Earlier this year, back in January in fact, I had a few nagging aims/resolutions on my to-do list. I wanted to:
- Improve my rusty and weak Ruby
- Migrate from Subversion to git and put some code up on GitHub
- Try out Sinatra, a lightweight Ruby web framework built on Rack
- Investigate Heroku for hosting something in Ruby
- Get blogging! For the occasions when I have something to share
Meanwhile my personal website had become rather clunky, outdated and in dire need of a refresh.
What made it click for me was programming in anger. … When you’re learning on a mission, the order of things come really naturally.
–David Heinemeier Hansson, 37signals
As DHH wrote, the best way to learn a programming language or technology is to build something real. So I set about killing multiple birds with one stone by learning and experimenting while dragging my website into the two-thousand-and-tens.
This website is the end result. Here’s a screenshot from the new homepage, captured as I write this:
Design and concept
Back before FriendFeed was gobbled up by Facebook, lifestream services were hot. I’ve used Twitter, Delicious, Last.fm, Flickr and others for several years and there’s a lot of content and attention data I’ve accumulated with third parties. I wanted to aggregate my decentralised data into a chronological stream on my own site, as much for my own interest as a potentially useful collection for visitors inexplicably interested in what I do.

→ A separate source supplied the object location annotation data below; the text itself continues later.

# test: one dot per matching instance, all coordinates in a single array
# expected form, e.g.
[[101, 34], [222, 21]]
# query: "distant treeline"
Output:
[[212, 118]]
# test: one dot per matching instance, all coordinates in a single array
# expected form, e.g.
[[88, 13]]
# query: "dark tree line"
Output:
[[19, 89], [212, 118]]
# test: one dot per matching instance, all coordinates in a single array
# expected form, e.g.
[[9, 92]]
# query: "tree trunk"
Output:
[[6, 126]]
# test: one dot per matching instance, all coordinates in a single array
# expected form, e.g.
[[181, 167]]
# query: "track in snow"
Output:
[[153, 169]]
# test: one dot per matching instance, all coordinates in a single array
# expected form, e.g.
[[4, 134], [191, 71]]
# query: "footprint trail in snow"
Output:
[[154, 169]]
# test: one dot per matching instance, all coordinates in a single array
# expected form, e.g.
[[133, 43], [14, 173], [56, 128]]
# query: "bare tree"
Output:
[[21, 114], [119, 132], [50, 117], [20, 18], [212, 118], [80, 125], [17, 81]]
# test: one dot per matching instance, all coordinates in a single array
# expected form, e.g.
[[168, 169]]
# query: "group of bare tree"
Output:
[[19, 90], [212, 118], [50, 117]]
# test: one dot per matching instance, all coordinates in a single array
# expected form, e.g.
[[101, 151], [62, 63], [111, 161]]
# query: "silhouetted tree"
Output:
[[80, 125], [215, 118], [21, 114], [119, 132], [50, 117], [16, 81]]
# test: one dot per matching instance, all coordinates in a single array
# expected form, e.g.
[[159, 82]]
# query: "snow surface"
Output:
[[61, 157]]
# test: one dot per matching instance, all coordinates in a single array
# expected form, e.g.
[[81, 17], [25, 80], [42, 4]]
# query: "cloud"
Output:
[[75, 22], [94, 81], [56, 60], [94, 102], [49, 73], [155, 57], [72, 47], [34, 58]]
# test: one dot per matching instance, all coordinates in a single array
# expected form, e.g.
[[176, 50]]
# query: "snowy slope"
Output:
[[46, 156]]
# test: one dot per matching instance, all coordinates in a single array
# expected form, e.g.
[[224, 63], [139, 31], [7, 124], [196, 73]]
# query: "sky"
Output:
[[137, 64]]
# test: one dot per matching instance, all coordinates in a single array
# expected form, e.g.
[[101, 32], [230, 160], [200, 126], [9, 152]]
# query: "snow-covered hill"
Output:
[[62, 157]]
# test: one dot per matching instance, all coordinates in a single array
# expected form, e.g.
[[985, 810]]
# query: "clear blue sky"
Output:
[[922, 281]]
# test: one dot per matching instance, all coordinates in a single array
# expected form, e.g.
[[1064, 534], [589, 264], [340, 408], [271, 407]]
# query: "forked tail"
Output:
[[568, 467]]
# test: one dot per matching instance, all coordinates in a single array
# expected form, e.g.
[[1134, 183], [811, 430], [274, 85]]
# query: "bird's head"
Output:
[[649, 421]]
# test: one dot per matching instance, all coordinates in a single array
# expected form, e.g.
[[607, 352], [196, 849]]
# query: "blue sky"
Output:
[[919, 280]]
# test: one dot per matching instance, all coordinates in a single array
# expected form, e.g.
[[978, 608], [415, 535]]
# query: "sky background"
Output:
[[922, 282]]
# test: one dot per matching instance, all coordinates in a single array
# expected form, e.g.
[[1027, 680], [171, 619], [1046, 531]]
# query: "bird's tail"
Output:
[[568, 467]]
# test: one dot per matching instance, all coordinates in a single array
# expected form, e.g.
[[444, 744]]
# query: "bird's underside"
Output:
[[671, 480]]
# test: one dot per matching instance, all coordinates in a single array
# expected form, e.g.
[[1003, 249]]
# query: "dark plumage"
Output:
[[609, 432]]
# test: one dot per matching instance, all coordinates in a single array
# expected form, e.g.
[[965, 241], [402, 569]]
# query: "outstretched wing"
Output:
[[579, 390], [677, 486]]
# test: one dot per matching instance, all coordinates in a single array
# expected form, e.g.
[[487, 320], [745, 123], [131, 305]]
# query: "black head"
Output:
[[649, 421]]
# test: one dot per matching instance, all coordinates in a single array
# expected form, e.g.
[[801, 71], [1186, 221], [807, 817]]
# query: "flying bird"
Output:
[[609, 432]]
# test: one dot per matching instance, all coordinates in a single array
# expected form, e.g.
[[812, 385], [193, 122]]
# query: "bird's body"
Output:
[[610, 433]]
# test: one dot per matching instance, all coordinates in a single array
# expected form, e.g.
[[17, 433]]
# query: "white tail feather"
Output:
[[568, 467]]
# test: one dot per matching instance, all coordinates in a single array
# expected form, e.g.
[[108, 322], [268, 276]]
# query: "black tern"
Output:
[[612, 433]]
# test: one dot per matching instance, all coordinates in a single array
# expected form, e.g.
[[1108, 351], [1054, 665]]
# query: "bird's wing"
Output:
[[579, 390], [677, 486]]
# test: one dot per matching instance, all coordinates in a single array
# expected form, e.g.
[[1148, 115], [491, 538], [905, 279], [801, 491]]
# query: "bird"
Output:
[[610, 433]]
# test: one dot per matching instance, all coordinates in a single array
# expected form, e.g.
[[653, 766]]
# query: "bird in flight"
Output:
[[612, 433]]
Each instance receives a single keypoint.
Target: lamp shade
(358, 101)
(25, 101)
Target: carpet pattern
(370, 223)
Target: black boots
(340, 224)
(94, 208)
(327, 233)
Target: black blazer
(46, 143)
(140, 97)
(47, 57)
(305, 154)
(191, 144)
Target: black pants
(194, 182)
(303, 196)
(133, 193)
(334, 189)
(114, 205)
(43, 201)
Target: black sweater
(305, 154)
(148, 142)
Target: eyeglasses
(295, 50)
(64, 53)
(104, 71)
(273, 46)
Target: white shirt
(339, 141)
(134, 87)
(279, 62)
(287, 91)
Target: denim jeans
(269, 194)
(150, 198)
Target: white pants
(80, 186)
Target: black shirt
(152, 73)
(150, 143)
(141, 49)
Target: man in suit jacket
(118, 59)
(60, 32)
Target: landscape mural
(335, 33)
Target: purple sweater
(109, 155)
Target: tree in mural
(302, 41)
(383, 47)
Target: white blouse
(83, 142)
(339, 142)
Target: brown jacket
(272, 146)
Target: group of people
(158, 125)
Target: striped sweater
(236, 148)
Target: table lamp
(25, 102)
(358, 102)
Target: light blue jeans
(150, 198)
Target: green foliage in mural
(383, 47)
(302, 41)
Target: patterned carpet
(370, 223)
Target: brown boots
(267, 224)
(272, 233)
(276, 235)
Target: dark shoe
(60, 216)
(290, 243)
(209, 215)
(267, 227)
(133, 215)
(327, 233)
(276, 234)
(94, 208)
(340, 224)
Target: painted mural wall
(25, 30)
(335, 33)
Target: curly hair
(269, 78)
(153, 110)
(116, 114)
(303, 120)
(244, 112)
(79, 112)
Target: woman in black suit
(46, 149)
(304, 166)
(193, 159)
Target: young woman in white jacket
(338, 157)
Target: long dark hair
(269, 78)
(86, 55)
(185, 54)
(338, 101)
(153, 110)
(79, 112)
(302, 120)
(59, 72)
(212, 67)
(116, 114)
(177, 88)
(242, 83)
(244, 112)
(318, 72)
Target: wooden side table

A while ago I knocked up a few designs for a stream with indenting and colour-coding for each service. I quite like this as a concept. Tweaking my prototypes a bit, I formed the central theme for the redesign. Articles would also be pulled in and listed via this “hub”.
I used the redesign as a good opportunity to play with web fonts – LFT Etica Web through Typekit – and HTML5 markup (e.g.

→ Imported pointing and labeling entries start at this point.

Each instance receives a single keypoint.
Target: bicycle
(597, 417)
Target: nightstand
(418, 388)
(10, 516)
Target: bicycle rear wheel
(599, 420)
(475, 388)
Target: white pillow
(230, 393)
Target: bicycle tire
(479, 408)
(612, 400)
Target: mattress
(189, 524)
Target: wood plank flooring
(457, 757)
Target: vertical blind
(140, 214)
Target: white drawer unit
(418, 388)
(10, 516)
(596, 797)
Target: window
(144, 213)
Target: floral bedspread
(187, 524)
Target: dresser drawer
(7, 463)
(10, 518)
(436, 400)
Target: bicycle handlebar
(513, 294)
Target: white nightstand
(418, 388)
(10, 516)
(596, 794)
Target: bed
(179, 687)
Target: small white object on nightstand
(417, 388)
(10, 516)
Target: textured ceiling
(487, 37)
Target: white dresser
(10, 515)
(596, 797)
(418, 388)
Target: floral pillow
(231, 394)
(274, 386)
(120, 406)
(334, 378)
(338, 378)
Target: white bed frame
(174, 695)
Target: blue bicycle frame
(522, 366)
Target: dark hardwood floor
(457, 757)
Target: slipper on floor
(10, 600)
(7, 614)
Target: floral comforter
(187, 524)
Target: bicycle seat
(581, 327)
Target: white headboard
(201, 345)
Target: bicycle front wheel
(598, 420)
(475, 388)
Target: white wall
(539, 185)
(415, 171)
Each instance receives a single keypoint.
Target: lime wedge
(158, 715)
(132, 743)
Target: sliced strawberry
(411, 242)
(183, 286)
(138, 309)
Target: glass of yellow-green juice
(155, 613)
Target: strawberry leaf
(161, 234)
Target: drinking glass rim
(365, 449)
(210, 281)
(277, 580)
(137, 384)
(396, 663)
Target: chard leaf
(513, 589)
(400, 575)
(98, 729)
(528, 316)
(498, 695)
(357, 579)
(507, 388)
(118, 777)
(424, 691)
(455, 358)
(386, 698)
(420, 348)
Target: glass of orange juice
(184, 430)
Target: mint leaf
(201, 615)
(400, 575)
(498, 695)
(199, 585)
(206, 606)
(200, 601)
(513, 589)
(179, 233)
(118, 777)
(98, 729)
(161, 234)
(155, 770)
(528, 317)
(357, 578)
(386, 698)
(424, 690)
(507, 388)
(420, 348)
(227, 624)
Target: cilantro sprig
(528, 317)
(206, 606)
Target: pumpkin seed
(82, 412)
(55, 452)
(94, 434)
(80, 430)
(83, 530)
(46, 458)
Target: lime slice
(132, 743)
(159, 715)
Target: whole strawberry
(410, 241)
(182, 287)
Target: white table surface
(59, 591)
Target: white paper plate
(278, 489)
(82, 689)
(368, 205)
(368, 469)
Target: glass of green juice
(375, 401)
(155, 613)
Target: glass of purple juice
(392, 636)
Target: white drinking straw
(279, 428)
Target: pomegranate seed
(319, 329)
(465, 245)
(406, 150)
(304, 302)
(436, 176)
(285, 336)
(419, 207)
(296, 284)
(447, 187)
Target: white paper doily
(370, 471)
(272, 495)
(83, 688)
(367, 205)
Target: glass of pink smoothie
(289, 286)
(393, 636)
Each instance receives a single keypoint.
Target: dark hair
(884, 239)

<article> tags) and some new-to-me CSS in terms of text shadows and
position: fixed elements.
I’ve also experimented with media queries so that when the page is resized or displayed on small screens the layout and content adjusts via CSS.
Hosting with Heroku
I’m hosting everything with Heroku, a ridiculously simple Ruby hosting platform that’s built on top of Amazon’s infrastructure. Deploying is simply a matter of a
git push heroku master and you’re given a wealth of add-on services to choose from that require zero-setup.
I’m using PostgreSQL to store my stream data and sort by date/source, although you can also use Redis, CouchDB and other popular nosql engines with Heroku if you only need key/value pairs. MySQL isn’t available, but that’s not a big problem for a greenfield project like this and it’s fun to be using the very able PostgreSQL RDBMS again.
Whole page content variables are cached with the built-in Memcached store for performance and I’m also making thorough use of cache-control headers which are picked up by Heroku’s Varnish layer and also client browsers. If I’m ever lucky enough to be Fireballed, Slashdotted, Reditted or HackerNews’d I’ve got multiple layers of caching protection for almost no effort.
Blogging with Jekyll
I wanted to start a blog. I knew that I wouldn’t go from never blogging to become prolific, but for the rare occasions when I do have something to share, I wanted an outlet.
Initially I flirted with the idea of using a hosted blog system like Wordpress, Tumblr or Posterous but this seemed overkill. As a sometime hacker I wanted something I could tinker with and that I could host with the main site on Heroku. Using a separate domain (or subdomain) with an external service felt unnecessarily messy.
Searching around I (re)read Tom Preston-Werner’s Blogging Like a Hacker post which describes his desire for a lo-fi solution that resulted in Jekyll. Bingo. Jekyll means I can write articles in Simplenote or Textmate in Markdown, run them through the Jekyll server which generates simple static HTML files and an Atom feed. I then deploy all these via Git to my site and Sinatra serves them up.
Stream in Ruby
The Sinatra app is fairly simple: a collection of fetchers pull down JSON feeds from each of the services and insert new items into a table. The results are pulled out and aggregated into the stream.
For tweets in the stream, I’ve linked up usernames, links and hashtags. Any links with redirects that have been shortened are followed to get the canonical URL. Plus all links are sent to oohEmbed to see if they support oEmbed and there’s a thumbnail to display, for example with Twitpic images.
I’ve brushed up on Ruby, but I neglected to spend any time on tests. Naughty Barry. Rather than go back and retrospectively add them, I’ll set myself a new project to apply good TDD principles.
You can find all the code in my repo on GitHub. Feel free to poke around and fork but please don’t steal my design or stylesheets.